At Ubiquo, our primary infrastructure in US-East-1 serves production traffic for clients across several Central American countries. A regional AWS outage would mean total service disruption with no recovery path — an unacceptable risk for a platform handling critical communications.
I was tasked with designing and implementing a multi-region failover architecture that could take over critical services quickly, without duplicating the full cost of the primary region.
The Problem I Solved
Single point of failure: All production services ran in one AWS region — any regional outage meant total downtime
No disaster recovery plan: There was no tested strategy for recovering services if US-East-1 went down
Cost constraints: A full active-active setup would double infrastructure costs — the business needed a cost-optimized approach
Data integrity risk: Failing over without proper coordination could cause message and data duplication across services
My Approach
Multi-Region Architecture
Primary region components:
API cluster across 3 Availability Zones with dynamic scaling
MongoDB ReplicaSet: 2 replicas in US-East-1 + 1 replica in US-East-2 (continuous cross-region replication)

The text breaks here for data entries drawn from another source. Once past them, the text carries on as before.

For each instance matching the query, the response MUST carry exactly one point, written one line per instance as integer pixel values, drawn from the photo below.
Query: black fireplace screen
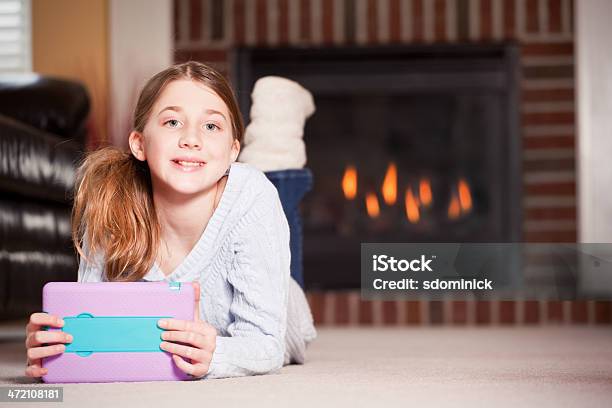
(416, 144)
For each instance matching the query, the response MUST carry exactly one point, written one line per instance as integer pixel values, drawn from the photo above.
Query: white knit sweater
(242, 263)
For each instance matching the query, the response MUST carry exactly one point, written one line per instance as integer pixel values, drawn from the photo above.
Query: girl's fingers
(43, 319)
(185, 351)
(45, 351)
(195, 339)
(195, 370)
(182, 325)
(40, 337)
(35, 370)
(196, 292)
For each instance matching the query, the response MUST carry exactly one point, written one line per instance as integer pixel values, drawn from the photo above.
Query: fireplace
(408, 144)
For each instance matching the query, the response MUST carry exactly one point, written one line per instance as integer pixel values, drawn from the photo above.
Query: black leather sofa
(43, 129)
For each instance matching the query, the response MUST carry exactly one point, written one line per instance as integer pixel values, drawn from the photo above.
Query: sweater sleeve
(259, 277)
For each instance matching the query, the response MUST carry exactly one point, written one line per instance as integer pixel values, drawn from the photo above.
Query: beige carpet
(367, 367)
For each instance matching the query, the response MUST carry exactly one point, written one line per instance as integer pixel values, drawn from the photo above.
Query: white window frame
(24, 41)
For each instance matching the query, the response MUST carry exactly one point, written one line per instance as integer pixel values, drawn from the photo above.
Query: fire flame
(349, 182)
(412, 207)
(425, 192)
(372, 205)
(465, 196)
(389, 187)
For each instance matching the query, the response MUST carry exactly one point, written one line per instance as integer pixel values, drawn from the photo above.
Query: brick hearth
(208, 30)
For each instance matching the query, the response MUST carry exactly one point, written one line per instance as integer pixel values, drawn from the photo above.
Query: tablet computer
(114, 329)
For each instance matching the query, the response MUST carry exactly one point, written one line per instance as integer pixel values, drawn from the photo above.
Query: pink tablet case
(133, 299)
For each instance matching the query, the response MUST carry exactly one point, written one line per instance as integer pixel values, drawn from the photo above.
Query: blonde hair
(113, 209)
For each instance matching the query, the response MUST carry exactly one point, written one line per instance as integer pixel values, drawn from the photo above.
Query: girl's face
(187, 141)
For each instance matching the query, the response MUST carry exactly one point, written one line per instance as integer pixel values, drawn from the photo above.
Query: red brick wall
(207, 29)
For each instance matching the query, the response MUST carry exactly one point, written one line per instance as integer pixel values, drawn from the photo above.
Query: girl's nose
(190, 140)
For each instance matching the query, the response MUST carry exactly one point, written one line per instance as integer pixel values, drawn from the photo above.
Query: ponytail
(113, 213)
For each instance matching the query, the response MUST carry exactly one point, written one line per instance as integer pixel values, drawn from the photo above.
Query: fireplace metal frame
(400, 69)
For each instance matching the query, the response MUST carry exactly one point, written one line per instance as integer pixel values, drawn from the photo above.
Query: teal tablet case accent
(94, 334)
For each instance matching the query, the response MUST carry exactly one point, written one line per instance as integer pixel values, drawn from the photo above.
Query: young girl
(178, 207)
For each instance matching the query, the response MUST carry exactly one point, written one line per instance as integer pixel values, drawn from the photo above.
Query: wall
(594, 93)
(141, 44)
(208, 31)
(69, 40)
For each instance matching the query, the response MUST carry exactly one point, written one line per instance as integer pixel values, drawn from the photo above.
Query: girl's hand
(200, 339)
(36, 339)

MariaDB: Single-zone with daily backups replicated to US-East-2
VPC Peering between regions for MongoDB sync and private routing
Hybrid DR Strategy — My Key Design Decision
Instead of picking one DR strategy for everything, I designed a hybrid approach that matches each component to the right strategy based on its criticality and cost profile:
Strategy
Applied To
Cost Impact
Backup & Restore
MariaDB — daily backups replicated and restored during failover
Low
Pilot Light
Compute cluster and queue servers — inactive until activation
Low
Warm Standby
MongoDB — active replica at reduced capacity, scalable during failover
Medium
Active-Active
VPC networking, DNS records, ALB/NLB — always running and ready
Medium
This was the most impactful design decision: it kept the secondary region’s monthly cost significantly lower than a full active-active setup while maintaining fast recovery.
DNS-Based Traffic Switching
I implemented failover using Route53 weighted routing — no changes needed on external provider DNS records:
Normal operation:
US-East-1: Weight 255 (receives 100% traffic)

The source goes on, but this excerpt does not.